Question is, Simon, did you give permission to the council to leak your details - or permission for the paper to print it? I'd have thought that although a newspaper could ask if there were any DWAL holders, the council's adherence to the Data Protection Act should have meant they didn't give specifics.


----------



## Piraya1 (Feb 26, 2007)

That's awful Si! I can't believe that! I would try take legal action against the newspaper for the harassment by neighbors they are causing and making your life uncomfortable and releasing information to the unwanted type of people. 

I can't believe that! And all the trouble you've had to go through! How did the paper get the info or rights? 
You've got a legal case there pal if things get too much for you but only if it was without your consent of course.


----------



## Richcymru (Nov 21, 2008)

Croeso i narrow-minded Cymru!


----------



## paulds (Mar 17, 2009)

Ssthisto said:


> Question is, Simon, did you give permission to the council to leak your details - or permission for the paper to print it? I'd have thought that although a newspaper could ask if there were any DWAL holders, the council's adherence to the Data Protection Act should have meant they didn't give specifics.

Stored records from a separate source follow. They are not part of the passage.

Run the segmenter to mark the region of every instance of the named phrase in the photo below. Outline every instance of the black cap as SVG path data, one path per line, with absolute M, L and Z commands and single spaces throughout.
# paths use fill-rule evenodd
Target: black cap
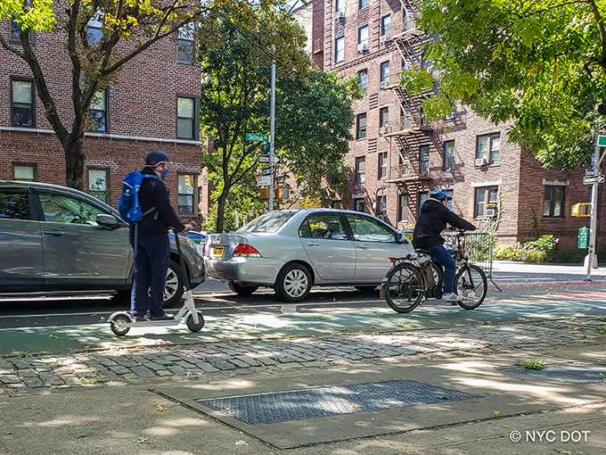
M 170 158 L 161 150 L 154 150 L 147 153 L 145 157 L 145 166 L 155 168 L 163 162 L 170 162 Z

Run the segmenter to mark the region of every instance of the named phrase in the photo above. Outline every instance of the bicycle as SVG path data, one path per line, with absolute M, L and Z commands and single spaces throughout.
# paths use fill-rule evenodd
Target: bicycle
M 461 308 L 474 310 L 486 298 L 488 282 L 479 267 L 470 263 L 465 252 L 464 231 L 454 236 L 455 248 L 449 252 L 457 266 L 454 276 L 454 292 L 462 297 L 457 302 Z M 424 300 L 442 298 L 443 269 L 431 257 L 429 250 L 416 250 L 416 254 L 403 258 L 389 258 L 393 266 L 381 285 L 381 298 L 398 313 L 408 313 Z

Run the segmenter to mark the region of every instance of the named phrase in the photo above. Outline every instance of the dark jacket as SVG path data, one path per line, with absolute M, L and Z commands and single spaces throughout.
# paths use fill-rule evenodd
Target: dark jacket
M 413 233 L 414 248 L 429 250 L 443 244 L 444 238 L 440 233 L 446 228 L 446 223 L 460 229 L 473 230 L 476 228 L 471 223 L 448 210 L 439 201 L 431 197 L 425 201 Z
M 144 168 L 141 173 L 148 176 L 156 175 L 152 168 Z M 176 229 L 176 232 L 185 228 L 170 206 L 170 194 L 162 180 L 143 178 L 139 188 L 139 203 L 143 213 L 152 207 L 156 208 L 139 221 L 139 234 L 166 234 L 170 228 Z

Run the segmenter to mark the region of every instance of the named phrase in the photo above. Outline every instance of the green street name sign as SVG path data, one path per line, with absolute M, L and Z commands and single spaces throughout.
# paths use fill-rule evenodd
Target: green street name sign
M 604 136 L 604 139 L 606 139 L 606 136 Z M 251 142 L 269 142 L 269 135 L 246 133 L 246 140 Z

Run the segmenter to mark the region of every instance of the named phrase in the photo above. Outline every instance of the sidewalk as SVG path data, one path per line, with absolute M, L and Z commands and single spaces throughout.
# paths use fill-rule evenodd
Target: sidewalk
M 603 317 L 4 358 L 0 452 L 602 454 Z M 535 360 L 547 368 L 516 365 Z M 562 368 L 593 382 L 556 380 Z M 388 392 L 351 392 L 368 384 Z M 415 405 L 392 406 L 408 392 Z M 265 418 L 258 397 L 233 406 L 259 393 L 278 420 L 234 417 Z

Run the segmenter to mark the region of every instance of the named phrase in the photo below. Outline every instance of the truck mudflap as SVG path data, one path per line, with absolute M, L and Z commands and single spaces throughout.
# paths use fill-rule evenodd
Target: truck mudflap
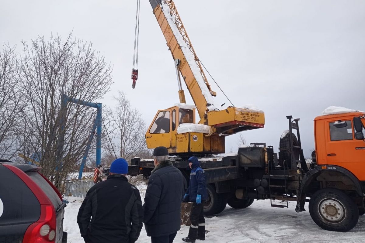
M 356 192 L 359 196 L 362 197 L 365 196 L 364 191 L 365 189 L 360 183 L 356 176 L 353 174 L 343 167 L 337 165 L 317 165 L 306 174 L 303 177 L 300 184 L 297 196 L 297 205 L 295 208 L 295 211 L 297 212 L 305 211 L 304 209 L 304 205 L 306 202 L 306 195 L 308 191 L 308 187 L 312 181 L 323 171 L 328 170 L 336 171 L 343 174 L 347 176 L 354 183 Z
M 306 211 L 304 209 L 304 204 L 306 203 L 306 194 L 307 193 L 308 187 L 313 180 L 320 174 L 320 171 L 315 167 L 314 169 L 306 173 L 303 177 L 298 192 L 298 195 L 297 196 L 297 205 L 295 207 L 295 211 L 297 213 Z

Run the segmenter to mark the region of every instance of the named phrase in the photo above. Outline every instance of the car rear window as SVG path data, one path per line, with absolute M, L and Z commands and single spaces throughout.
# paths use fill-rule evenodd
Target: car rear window
M 43 190 L 50 200 L 52 202 L 53 206 L 57 210 L 62 204 L 62 201 L 59 199 L 57 193 L 52 188 L 47 182 L 39 173 L 36 172 L 27 173 L 32 180 Z

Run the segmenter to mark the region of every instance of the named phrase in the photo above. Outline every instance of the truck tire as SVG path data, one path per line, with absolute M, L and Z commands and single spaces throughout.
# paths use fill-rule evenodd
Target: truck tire
M 254 200 L 255 199 L 251 198 L 239 199 L 234 195 L 228 199 L 227 203 L 228 205 L 233 208 L 245 208 L 252 204 Z
M 204 215 L 211 215 L 219 213 L 223 211 L 225 197 L 223 194 L 217 193 L 214 184 L 208 184 L 207 185 L 208 197 L 204 204 Z
M 309 201 L 309 213 L 319 226 L 326 230 L 346 232 L 357 223 L 359 211 L 355 202 L 337 189 L 316 192 Z
M 222 207 L 220 207 L 220 208 L 219 210 L 218 210 L 218 211 L 217 211 L 217 212 L 216 212 L 216 214 L 220 213 L 223 212 L 223 211 L 224 210 L 225 208 L 226 208 L 226 207 L 227 206 L 227 199 L 224 199 L 222 201 Z
M 299 146 L 298 139 L 293 133 L 288 133 L 285 136 L 281 138 L 279 142 L 279 147 L 280 148 L 285 149 L 279 152 L 279 158 L 280 159 L 279 164 L 281 166 L 283 166 L 283 163 L 284 160 L 286 161 L 286 164 L 290 168 L 291 165 L 292 157 L 290 155 L 290 137 L 292 136 L 293 145 L 295 146 Z M 299 160 L 300 151 L 298 149 L 293 148 L 293 153 L 294 154 L 294 158 L 297 160 Z

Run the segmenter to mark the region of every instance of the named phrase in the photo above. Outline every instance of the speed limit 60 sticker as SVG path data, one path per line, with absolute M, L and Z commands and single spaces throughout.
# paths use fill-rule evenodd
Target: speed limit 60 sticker
M 198 136 L 196 135 L 194 135 L 193 136 L 193 141 L 194 142 L 196 142 L 198 141 Z

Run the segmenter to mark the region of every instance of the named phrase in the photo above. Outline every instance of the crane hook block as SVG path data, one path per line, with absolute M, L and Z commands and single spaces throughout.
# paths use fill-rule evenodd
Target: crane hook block
M 136 81 L 138 79 L 138 69 L 132 69 L 132 80 L 133 82 L 132 83 L 132 88 L 134 89 L 136 87 Z

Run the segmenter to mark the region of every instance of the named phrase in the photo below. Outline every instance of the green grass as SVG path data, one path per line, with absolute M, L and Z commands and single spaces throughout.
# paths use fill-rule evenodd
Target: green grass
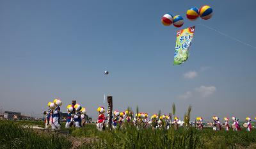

 Your 100% correct on that. If council's are allowed to say who keep DWA then they should be allowed to say where sex offenders live.


----------



## iajo (Sep 16, 2008)

did the details come from the council? All we can hand out is the number of licsenses held and what type of animals are kept nothing more specific than that. Certainly not names, addresses and specific details of the holder.


----------



## SWMorelia (May 15, 2007)

Welcome to Wales Si.....
Wait till you look out and see your neighbours coming to welcome you


----------